Soon after taking charge I announced the Sahakaranam Navarathnam Keraleeyam scheme; the entire sector was divided into nine portfolios. Education was one of them.

On his declared aim to set up one professional college in each Assembly constituency.

I had wanted professional colleges to be set up, not just engineering and medical colleges. Unfortunately in Kerala professional education has come to mean just engineering and medical education. This is because people have been taught these are two sectors in which you can make a lot of money and get a lot of bribes.

Not even five percent of students see engineering and medicine as a calling, as a service. The rest are there because they want to make good money, marry well and live a posh life. This is nothing but a feudalistic mindset.

My idea was that institutes of fashion technology should come, courses in tourism… in fact I procured the names and details of courses offered in American universities. But not a single Vice-Chancellor was willing to respond to my initiative. I need the help of universities because it is they who have to approve my course and grant affiliation. Our universities have not diversified their courses.

If I had been able to do that at least a section of our students would have had access to the most modern of courses. In fact our entire education system would have been modernised. But the educational leadership in Kerala is not ready to think along those lines. There is a certain educational conservatism in Kerala today. CAPE was set up because of the unstinting support of many MLAs.

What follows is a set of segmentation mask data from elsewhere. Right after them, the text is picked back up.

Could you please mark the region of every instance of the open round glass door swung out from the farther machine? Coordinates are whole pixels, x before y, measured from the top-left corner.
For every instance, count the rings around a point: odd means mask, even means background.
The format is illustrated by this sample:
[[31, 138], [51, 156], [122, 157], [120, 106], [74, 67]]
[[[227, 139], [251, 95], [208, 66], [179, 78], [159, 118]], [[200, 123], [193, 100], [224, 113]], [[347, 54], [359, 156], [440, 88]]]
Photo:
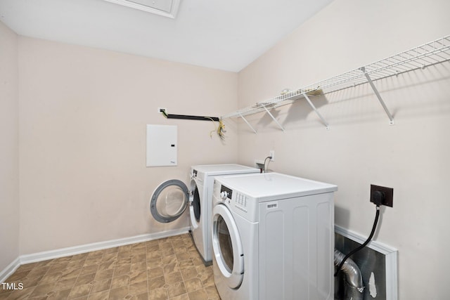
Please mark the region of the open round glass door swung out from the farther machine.
[[150, 212], [156, 221], [169, 223], [178, 219], [189, 204], [189, 191], [179, 180], [161, 183], [150, 200]]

However, in this case many MLAs backed out when faced with the question of acquiring land for setting up colleges.

Now CAPE itself has set up more colleges. There were only six colleges under it when I became Minister; now there are 11. This sector now has an MBA college and even a finishing school. In fact the situation in Kerala is that the State does not even pay adequate attention to finishing schools. The State cooperative union has set up an MCA and MBA institute at Neyyattinkara, the State cooperative bank has set up an MBA college and that is into its first year.

The primary cooperative society at Peroorkada is running an MBA institute and an institution offering B.Sc. nursing. The EMS hospital has set up a B.Sc. nursing institute and an educational complex where 1,000 para-medical students can live. All told there are about 30 institutions in the cooperative sector offering professional education.

On the need for change in universities

Universities should keep on designing one course after the other. They need not offer these courses directly. But there is no mechanism to do that.

When I was a syndicate member at the University of Kerala there were only 24 departments there. There was not even a commerce department, no law, Hindi or biotechnology department. We in the syndicate created many more departments and today there are 40-odd departments in the varsity.

On the impact of professional education in cooperative sector on the health care scenario.

The establishment of professional colleges has had a huge impact on health care. The Pariyaram Medical College and the EMS College at Perinthalmanna are examples. Here a dialysis costs less than Rs.500.

The Perinthalmanna institution employs close to 1,200 staff. Such kind of staffing is not there even in a regular medical college. Even so, that institution is running on a profit. So the reality is that no one really knows the actual income of a private hospital where the rates are much higher. There are 125 cooperative hospitals in Kerala.

On the lack of professionals to serve in the cooperative sector

The ideas that a government formulates should be implemented by professionals. There is an acute shortage of professionals willing to come and work in this sector. I wanted to start a heart surgery unit at a hospital. I had a person from the Hridayalaya project at Pariyaram who said we can go ahead and begin one unit. We could not get any doctors there. This in general is the problem with CAPE. Even the ones we do get are mostly corrupt and many do not do their job properly. Even though we are ready to fund the purchase of library books, there is no one to oversee the scheme in an effective manner.

On the need for medical education to become ethical

The government is spending crores of rupees of public money in educating students in cooperative medical colleges. Very few students have the commitment to go afterwards and work in places such as Idukki or Wayanad.

If any student of medicine has some ethics it is only what he or she picked up from the family or society. There is no ethics to be picked up today from medical education in Kerala. This should change.